How did Vacation Veranda come about?
The concept came to me epiphany-like in August 2009. I was about to ride the elevator down from my ninth-floor apartment, when I looked out, saw all the empty balconies and thought, “Look at all of this wasted space!” I wanted to help people realize they can take a vacation every day in their own homes. I’d helped friends coordinate their homes before, so this company was a no-brainer because I am naturally gifted at designing and decorating spaces. It’s like turning your hobby into a business. I’ve always wanted to work for myself but never thought it would be in balcony design. To be honest, losing my corporate job catapulted my business idea into a reality—but this is one reality that I wouldn’t change.

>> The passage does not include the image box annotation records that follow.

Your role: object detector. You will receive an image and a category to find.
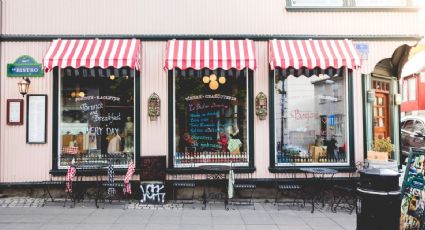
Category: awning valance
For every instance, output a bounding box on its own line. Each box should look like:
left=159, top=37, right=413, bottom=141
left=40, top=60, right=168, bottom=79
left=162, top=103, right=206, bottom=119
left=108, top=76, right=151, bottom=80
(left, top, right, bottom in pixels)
left=43, top=39, right=141, bottom=72
left=164, top=40, right=257, bottom=70
left=269, top=39, right=360, bottom=70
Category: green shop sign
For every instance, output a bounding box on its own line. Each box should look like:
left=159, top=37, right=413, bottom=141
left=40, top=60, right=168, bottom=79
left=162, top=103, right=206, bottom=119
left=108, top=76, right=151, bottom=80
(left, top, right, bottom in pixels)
left=7, top=55, right=43, bottom=77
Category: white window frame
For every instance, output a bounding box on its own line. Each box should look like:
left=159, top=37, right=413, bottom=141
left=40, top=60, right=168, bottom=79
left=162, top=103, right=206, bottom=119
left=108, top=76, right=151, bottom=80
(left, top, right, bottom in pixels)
left=172, top=68, right=254, bottom=168
left=56, top=69, right=136, bottom=169
left=271, top=67, right=353, bottom=167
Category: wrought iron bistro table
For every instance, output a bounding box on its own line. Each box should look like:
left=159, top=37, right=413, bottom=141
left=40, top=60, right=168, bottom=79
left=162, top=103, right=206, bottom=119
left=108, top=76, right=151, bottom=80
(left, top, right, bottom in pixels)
left=300, top=168, right=338, bottom=213
left=73, top=163, right=109, bottom=208
left=198, top=165, right=230, bottom=210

What challenges do you find with Tokyo’s small apartment sizes?
Sometimes we have to alter our veranda designs based on balconies that have built-in escape chutes. We have to design around the floor area without obstructing the chute—as safety is a high priority.

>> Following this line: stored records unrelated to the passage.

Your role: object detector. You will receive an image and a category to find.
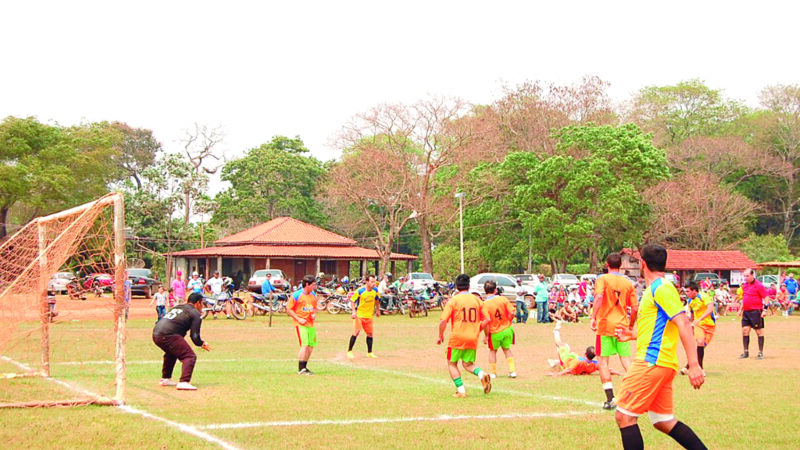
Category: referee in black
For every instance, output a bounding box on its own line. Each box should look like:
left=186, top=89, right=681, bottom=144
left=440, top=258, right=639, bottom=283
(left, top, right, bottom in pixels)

Do apartment tenants need special permission from their landlords to utilize your service?
About half our business comes from tenants. All of our designs are strong and durable, but they are also removable, so a balcony can easily be returned to its original state.
Are verandas exclusively for the summer?
Tokyo’s weather conditions allow you to be outside most of the year. Summers might be a bit hot, but save for a few very cold days, winters are mild, while spring and fall are gorgeous. We work with busy city people, so we tend to stick with sturdier perennials as the core structure for the garden design. Then we add other flowers and plants that can be switched out in a few months. Most furniture and accessories can be left outside all year round. We take time to get to know each client in order to determine their needs, and then design and create from there.
Do you design commercial verandas (i.e. for restaurants, offices, etc.)?
We are currently increasing our marketing to reach out to restaurants and other professional spaces as well, so this will be a huge focus for us going forward.
What was your favorite veranda to design?
I’d have to say the Shinjuku Tochomae terrace garden is my favorite because it encompasses all of the elements of nature: earth (lots of rocks and earthy wood flooring), trees (tons of those), water (a fishpond with a small fountain), fire (lights and candles), and sky (with an awesome view of the Shinjuku skyline).
Which Tokyo restaurants or bars have the best use of outdoor space?
Unfortunately, Tokyo isn’t known for having a culture of outside dining spaces like Europe or larger American cities. I love late lunches at the Park Hyatt café as the atmosphere there is nice. On Saturday nights, a lovely meal at Two Rooms in Aoyama on their modern, sleek terrace followed by drinks at the open-air Advocates Bar in Shinjuku. On Sundays after church, I love heading to Las Chicas in Aoyama for brunch. The patio there is lovely and usually very festive.